Nov 17 2010
Population Ecology
In class on Tuesday we learned about species populations. A population is a group of individuals of a species that live in a particular area. Populations coevolve based off of the five relationships we learned about in the previous unit (mutualism, comensalism, parasitism, predation, and competition).
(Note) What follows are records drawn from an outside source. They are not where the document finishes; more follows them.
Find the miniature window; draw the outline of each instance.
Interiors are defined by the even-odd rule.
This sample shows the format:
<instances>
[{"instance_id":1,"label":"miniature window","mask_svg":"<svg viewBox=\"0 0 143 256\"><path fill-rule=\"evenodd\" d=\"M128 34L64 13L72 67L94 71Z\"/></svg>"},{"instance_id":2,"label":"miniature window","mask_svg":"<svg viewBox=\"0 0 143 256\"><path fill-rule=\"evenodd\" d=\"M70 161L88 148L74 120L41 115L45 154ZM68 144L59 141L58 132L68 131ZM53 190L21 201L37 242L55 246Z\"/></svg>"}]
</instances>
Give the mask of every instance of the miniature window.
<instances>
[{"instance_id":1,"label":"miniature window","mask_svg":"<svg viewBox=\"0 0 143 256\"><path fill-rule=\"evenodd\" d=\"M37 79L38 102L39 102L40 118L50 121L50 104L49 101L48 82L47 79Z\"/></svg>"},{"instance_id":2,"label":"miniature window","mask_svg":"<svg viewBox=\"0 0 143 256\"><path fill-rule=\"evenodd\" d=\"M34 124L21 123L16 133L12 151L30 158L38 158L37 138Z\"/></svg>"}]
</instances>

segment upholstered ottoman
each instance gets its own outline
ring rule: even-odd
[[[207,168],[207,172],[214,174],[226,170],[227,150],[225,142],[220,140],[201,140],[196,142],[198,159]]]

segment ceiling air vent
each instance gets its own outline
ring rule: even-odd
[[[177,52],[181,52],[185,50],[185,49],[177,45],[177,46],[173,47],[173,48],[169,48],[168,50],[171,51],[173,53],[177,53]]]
All populations of any species contain these five characterisitics:
1. Size: Population sizes increase, decrease, or are stable, and follow patterns
Equation: (Births + Immigration) – (Deaths + Emigration) = Change in size
2. Density: The number of individuals per unit of area
Increase in Density-
Pros: acccess to mates increases, safety increases
Cons: intraspecific competition increases, rescources decrease, predation increases, rate of infectious disease spreading increases
3. Distribution:
1-Clumped Distribution:herds, school of fish, humans(urbanization)
2-Uniformed Distribution: organisims evenly spaced
3-Random Distribution: trees (seed travel)
4. Age/Sex Stucture:
Sex Ratio-porportion of males to females
Age Structure-describes relative numbers of organisms of each age within a population
Age Structure Diagram

5. Growth Rate:
-annual growth in percentage form
-grows exponentially, yet with limits, which is why graphs have a logistic growth curve
- all populations have theoretical limit (carrying capacity)
Growth Rate Graph

Age Structure Diagram: http://images-mediawiki-sites.thefullwiki.org/08/3/8/3/25099082503828593.png
Growth Rate Graph:
http://www.cdli.ca/courses/biol2201/unit04_org01_ilo02/BI300002.gif


Good first scribe post. You will need live links to the sources of the images you borrowed. There is a little chain link icon in the editor to help you do this. Let me know if you need help.
Good fix. My only other input is that this reads more like just an outline of what went on the board. If you reread the scribe post instructions, you were to go beyond that. Think about that when you do this next semester.